期刊: American Journal of Physical Medicine and Rehabilitation  (OVID Available online 1998)
卷期: Volume 77, issue 3  

页码: 188-192

 

ISSN:0894-9115

 

年代: 1998

 

出版商: OVID

 

关键词: Spinal Muscular Atrophy;Respiratory Failure;Rehabilitation;Kinematics (Respiratory)

 

数据来源: OVID

 

摘要:

Patients with infantile spinal muscular atrophy develop pectus excavatum along with a severe restrictive syndrome as a result of failure to expand the upper chest wall and lungs because of intercostal muscle weakness.
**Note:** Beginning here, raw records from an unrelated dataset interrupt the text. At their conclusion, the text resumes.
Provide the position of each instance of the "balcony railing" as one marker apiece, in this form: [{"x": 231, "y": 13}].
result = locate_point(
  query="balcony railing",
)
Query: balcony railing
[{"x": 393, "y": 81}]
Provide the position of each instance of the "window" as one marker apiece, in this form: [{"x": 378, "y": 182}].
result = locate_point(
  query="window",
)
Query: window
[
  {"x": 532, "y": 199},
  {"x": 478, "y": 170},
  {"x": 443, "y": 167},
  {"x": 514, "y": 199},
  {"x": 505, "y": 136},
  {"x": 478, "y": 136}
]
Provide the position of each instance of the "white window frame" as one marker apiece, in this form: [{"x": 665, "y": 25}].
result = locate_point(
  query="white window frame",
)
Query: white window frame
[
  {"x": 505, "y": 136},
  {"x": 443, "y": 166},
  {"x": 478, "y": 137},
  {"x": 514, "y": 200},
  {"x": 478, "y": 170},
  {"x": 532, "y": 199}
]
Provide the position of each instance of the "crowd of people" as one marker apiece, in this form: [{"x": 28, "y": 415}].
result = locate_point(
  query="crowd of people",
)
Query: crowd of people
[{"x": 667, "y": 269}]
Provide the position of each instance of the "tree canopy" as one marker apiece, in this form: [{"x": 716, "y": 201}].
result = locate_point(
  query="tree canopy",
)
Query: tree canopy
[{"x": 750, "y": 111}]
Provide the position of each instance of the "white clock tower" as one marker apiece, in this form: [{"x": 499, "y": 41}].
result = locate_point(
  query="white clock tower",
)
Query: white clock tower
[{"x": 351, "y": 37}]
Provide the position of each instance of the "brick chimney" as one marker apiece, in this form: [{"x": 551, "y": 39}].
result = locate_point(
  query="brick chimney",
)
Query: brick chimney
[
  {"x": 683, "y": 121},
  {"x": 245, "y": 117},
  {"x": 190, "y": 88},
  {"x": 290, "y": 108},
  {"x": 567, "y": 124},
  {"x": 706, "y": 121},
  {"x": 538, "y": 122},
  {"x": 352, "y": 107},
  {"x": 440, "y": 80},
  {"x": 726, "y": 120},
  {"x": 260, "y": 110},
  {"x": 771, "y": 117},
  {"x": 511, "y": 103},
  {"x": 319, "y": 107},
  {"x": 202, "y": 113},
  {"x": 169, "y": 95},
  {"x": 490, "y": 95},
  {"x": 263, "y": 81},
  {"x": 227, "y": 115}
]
By using an automatic motion analyzer to provide three-dimensional computer analyses of images sampled at 25 Hz, 9 spinal muscular atrophy Type II patients and 13 controls underwent kinematic analysis of thoracoabdominal movements partitioned into the upper thorax, lower thorax, and abdominal volume compartment. The analyses were performed during spontaneous breathing for the controls and during spontaneous breathing and while using mechanically assisted ventilation for the patients. Vital capacity, maximum inspiratory pressures, and nocturnal oxyhemoglobin saturation and transcutaneous carbon dioxide tensions were also measured for the patients. The kinematic data demonstrated a paradoxical ventilatory pattern for the spontaneously breathing SMA patients with the following inspiratory volume changes: upper thorax, −6.4 ± 9.6%; lower thorax, 7.3 ± 15.8%; abdominal, 99.1 ± 21.3%. During mechanical ventilation, the compartmental volume changes were as follows: upper thorax, 13.5 ± 6%; lower thorax, 13.7 ± 7.9%; abdominal, 72.7 ± 9.3%. This kinematic pattern is comparable with that seen in spontaneously breathing normal subjects. We conclude that mechanical ventilation can normalize kinematic volume changes during alveolar ventilation and that this might help deter loss of thoracic compliance caused by the chronic hypoventilation of the upper thoracic compartments. Kinematic analysis may be helpful for choosing the ventilation parameters to optimize therapeutic benefits.